Bodman again mentioned nuclear's role in a meeting with Egypt's President Hosni Mubarak, noting that any global energy strategy "must include efforts to expand access to emissions-free nuclear power in a way that responsibly manages waste and dramatically reduces proliferation risks." He highlighted Egypt's participation in the US-led Global Nuclear Energy Partnership (GNEP), and when in Jordan praised that country's decision to sign up to the partnership under which so-called 'fuel-cycle' nations would provide assured supplies of nuclear fuel to client nations, which would generate electricity before returning the used fuel. Participating countries would not have to establish their own fuel cycle facilities and nuclear materials would be able to remain under the str ictest of non-proliferation controls. Unlike Jordan, Egypt has not yet signed up to become a member of GNEP, but did participate as an observer at the second ministerial meeting of the partnership in September 2007. The country has announced an intention to employ nuclear power at the
 El Dabaa site, near Alexandria, and is preparing legislation to facilitate this.

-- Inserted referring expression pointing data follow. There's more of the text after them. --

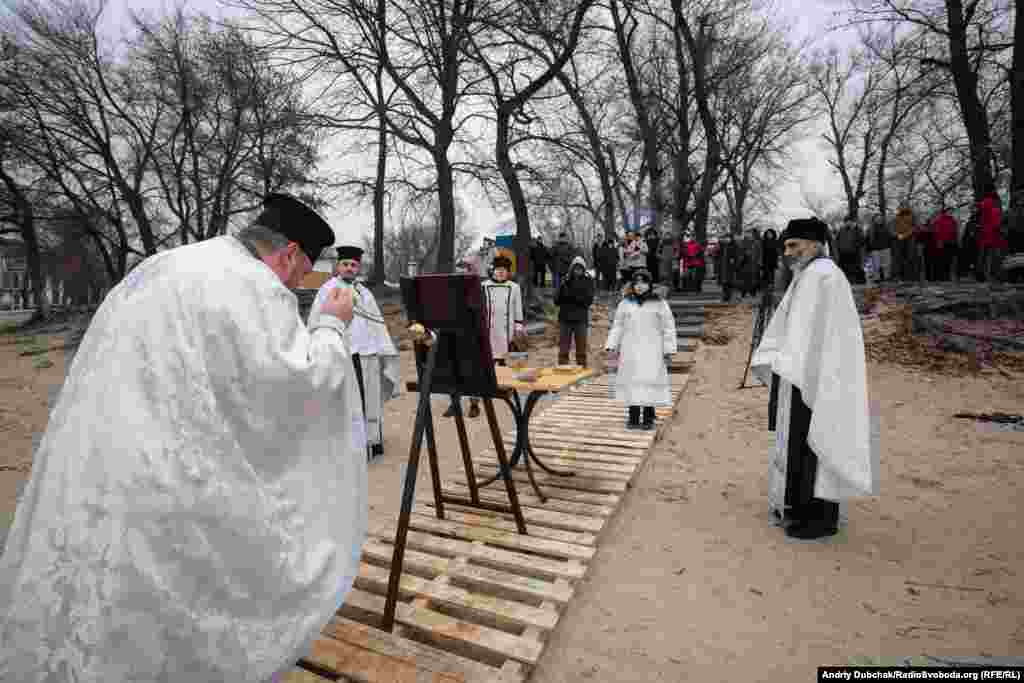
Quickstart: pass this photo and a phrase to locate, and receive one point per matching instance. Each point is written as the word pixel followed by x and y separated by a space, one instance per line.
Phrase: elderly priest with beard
pixel 812 354
pixel 192 514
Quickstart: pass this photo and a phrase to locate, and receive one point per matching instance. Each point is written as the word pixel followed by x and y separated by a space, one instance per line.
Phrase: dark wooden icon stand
pixel 454 358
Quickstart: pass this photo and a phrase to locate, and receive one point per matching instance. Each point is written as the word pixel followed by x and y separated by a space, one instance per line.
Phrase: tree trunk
pixel 27 224
pixel 972 110
pixel 1017 117
pixel 379 181
pixel 445 209
pixel 638 98
pixel 698 57
pixel 594 139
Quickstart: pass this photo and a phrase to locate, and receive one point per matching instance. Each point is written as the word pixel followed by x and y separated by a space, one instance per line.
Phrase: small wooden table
pixel 548 381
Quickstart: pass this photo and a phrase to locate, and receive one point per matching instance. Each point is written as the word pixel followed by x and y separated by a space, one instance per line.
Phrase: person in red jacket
pixel 943 245
pixel 991 244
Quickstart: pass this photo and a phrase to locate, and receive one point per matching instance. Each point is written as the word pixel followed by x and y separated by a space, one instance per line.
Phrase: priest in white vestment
pixel 812 355
pixel 644 335
pixel 375 357
pixel 192 514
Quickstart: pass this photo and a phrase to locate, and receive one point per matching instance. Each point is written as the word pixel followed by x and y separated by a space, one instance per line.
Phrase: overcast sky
pixel 811 174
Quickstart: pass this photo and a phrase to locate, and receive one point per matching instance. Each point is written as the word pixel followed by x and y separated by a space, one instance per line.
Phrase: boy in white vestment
pixel 375 357
pixel 644 335
pixel 503 306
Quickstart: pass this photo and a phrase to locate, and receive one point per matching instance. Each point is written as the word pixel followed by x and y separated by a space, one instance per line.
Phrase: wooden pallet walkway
pixel 477 600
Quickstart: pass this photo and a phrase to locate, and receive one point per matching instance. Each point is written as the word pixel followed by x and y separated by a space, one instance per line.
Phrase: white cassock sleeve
pixel 615 336
pixel 193 514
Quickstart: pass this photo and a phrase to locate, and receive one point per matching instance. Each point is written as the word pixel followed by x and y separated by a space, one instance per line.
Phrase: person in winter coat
pixel 880 249
pixel 574 297
pixel 728 260
pixel 653 241
pixel 539 259
pixel 943 247
pixel 693 263
pixel 851 250
pixel 991 244
pixel 561 257
pixel 769 257
pixel 644 336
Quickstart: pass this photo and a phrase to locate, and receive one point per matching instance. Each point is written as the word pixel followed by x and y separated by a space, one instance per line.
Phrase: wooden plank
pixel 371 645
pixel 582 468
pixel 540 516
pixel 302 676
pixel 496 537
pixel 478 578
pixel 473 517
pixel 529 501
pixel 508 611
pixel 499 558
pixel 580 445
pixel 583 453
pixel 634 444
pixel 444 628
pixel 558 592
pixel 591 497
pixel 591 460
pixel 557 425
pixel 578 482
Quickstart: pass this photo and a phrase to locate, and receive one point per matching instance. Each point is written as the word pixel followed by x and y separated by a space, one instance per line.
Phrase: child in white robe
pixel 644 335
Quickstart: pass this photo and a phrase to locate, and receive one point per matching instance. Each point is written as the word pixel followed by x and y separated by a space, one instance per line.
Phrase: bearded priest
pixel 812 355
pixel 375 357
pixel 192 514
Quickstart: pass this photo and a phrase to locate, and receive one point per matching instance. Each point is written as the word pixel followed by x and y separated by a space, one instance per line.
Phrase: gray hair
pixel 261 239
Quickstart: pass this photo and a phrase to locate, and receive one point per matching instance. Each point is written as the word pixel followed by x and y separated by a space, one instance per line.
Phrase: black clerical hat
pixel 349 253
pixel 285 214
pixel 806 228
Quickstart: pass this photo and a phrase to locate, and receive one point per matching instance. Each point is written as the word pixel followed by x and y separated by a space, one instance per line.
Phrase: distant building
pixel 13 274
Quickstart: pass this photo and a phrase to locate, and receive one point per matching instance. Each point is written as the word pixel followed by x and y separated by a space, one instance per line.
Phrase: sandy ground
pixel 690 582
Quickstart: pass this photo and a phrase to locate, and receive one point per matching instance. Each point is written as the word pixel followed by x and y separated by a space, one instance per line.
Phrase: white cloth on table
pixel 814 342
pixel 643 334
pixel 190 515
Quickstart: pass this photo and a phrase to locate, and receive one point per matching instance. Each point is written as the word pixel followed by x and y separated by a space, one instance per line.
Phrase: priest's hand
pixel 339 303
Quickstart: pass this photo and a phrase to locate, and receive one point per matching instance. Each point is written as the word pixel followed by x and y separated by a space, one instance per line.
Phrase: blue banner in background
pixel 639 218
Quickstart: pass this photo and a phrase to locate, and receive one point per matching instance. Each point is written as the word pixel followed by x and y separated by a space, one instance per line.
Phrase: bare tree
pixel 849 91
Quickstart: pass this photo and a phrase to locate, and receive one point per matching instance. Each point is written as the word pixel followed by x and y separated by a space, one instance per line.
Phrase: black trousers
pixel 376 449
pixel 648 415
pixel 801 465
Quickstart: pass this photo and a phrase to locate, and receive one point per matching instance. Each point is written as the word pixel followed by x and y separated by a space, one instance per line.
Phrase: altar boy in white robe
pixel 375 357
pixel 503 306
pixel 193 514
pixel 644 335
pixel 812 354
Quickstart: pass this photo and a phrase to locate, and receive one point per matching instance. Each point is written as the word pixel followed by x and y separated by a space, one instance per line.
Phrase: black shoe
pixel 808 530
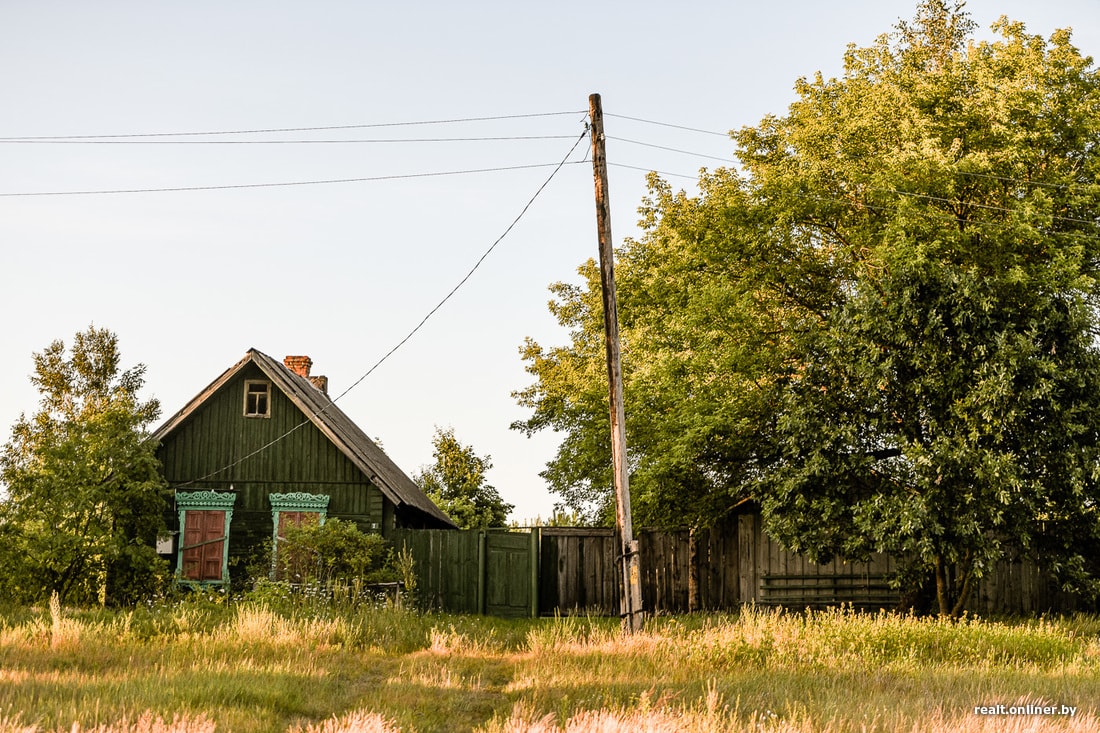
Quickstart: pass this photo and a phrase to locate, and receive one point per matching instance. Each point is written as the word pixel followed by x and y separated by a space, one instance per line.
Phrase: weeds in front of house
pixel 288 665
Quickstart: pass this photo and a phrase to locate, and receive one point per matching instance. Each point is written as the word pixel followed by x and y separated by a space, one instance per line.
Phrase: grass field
pixel 198 666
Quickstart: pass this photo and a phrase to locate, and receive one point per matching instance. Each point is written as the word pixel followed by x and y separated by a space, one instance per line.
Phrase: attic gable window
pixel 257 398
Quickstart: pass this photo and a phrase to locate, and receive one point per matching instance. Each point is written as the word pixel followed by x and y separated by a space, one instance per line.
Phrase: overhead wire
pixel 307 129
pixel 668 124
pixel 385 357
pixel 100 141
pixel 281 184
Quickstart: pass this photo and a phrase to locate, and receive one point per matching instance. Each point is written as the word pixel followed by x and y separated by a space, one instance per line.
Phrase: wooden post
pixel 631 578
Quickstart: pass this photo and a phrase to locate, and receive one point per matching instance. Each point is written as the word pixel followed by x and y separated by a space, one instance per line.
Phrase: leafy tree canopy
pixel 458 485
pixel 85 498
pixel 882 328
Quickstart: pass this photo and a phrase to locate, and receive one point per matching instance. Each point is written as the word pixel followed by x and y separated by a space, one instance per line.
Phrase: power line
pixel 283 184
pixel 644 170
pixel 311 129
pixel 99 141
pixel 672 150
pixel 413 332
pixel 669 124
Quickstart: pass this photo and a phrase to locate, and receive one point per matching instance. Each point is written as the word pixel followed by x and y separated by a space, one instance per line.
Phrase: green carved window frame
pixel 294 502
pixel 204 501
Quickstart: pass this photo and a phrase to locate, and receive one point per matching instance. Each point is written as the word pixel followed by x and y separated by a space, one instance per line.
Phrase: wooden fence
pixel 550 570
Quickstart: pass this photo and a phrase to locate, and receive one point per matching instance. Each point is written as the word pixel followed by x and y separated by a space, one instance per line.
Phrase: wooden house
pixel 263 446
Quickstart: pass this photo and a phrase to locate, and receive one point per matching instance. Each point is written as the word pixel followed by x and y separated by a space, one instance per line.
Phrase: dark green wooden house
pixel 263 446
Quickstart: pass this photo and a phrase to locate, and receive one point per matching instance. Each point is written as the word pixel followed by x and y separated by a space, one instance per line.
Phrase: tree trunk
pixel 943 591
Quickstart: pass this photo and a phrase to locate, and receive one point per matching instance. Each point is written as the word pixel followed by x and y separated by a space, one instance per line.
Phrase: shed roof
pixel 334 424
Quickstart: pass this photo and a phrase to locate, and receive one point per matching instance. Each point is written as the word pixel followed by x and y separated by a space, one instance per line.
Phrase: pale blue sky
pixel 342 272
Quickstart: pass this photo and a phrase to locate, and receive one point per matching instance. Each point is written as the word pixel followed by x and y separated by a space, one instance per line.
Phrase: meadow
pixel 272 665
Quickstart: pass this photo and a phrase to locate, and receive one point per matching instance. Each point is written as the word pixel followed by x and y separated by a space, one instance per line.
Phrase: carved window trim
pixel 294 502
pixel 257 398
pixel 204 501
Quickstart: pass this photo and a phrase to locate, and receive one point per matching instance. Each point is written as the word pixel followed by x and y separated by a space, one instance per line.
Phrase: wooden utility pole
pixel 630 602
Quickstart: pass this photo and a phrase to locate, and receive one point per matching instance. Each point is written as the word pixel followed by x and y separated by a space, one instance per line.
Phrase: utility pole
pixel 630 602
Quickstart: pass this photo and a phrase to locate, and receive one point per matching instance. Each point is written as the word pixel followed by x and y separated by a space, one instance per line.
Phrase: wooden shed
pixel 261 446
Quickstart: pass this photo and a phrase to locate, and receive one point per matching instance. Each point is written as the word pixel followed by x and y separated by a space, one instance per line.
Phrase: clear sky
pixel 342 272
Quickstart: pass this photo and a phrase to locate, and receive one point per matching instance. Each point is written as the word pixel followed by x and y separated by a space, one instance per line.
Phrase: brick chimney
pixel 300 365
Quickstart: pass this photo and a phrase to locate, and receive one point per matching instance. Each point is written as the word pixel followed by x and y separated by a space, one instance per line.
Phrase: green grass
pixel 198 666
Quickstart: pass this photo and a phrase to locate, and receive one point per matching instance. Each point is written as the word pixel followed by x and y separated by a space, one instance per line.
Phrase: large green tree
pixel 457 482
pixel 84 498
pixel 884 327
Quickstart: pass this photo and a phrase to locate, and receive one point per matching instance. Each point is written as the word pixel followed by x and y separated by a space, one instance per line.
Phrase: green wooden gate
pixel 493 571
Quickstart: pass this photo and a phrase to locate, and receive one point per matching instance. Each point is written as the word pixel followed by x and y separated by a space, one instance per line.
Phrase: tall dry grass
pixel 256 668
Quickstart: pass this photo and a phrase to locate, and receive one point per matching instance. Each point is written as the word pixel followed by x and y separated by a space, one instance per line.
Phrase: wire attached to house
pixel 413 332
pixel 112 141
pixel 402 176
pixel 314 129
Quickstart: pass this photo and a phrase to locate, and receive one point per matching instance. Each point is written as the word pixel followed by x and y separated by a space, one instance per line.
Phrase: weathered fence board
pixel 575 570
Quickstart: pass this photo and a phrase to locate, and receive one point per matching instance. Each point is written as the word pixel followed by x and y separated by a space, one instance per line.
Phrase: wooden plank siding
pixel 219 435
pixel 578 572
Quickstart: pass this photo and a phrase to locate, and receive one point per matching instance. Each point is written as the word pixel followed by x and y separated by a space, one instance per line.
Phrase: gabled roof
pixel 348 437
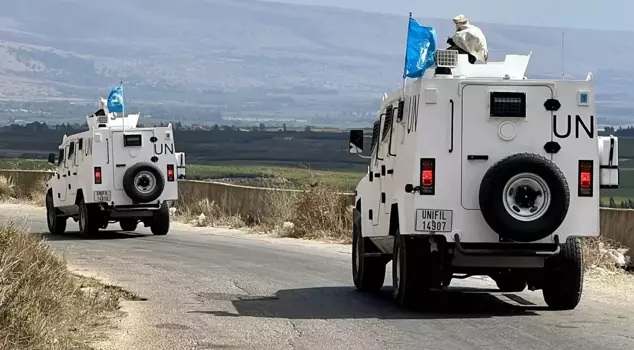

None of the countries in Bodman's itinerary yet have nuclear energy, although even the most oil-rich of the Gulf states are now giving serious consideration to the nuclear power option. Indeed, just prior to the US energy secretary's visit, France's President Nicolas Sarkozy took the opportunity of his own tour of Middle Eastern countries to sign a cooperation agreement on the peaceful uses of nuclear energy with the UAE, and French companies signed a partnership agreement to submit a nuclear power project to the UAE authorities.

US-Turkey deal resuscitated

Turkey's plans for nuclear power are still at an early stage but nevertheless are more advanced than those in the countries closer to the Gulf. US President Bush has this week given his approval to a US-Turkey cooperation agreement on the peaceful use of nuclear energy. The agreement was originally signed in July 2000 by then President Bill Clinton, but stalled immediately when 'US agencies received information that called into question their conclusions'. The White House said that certain 'private entities' in Turkey had been involved in activity 'directly relating to nuclear proliferation'.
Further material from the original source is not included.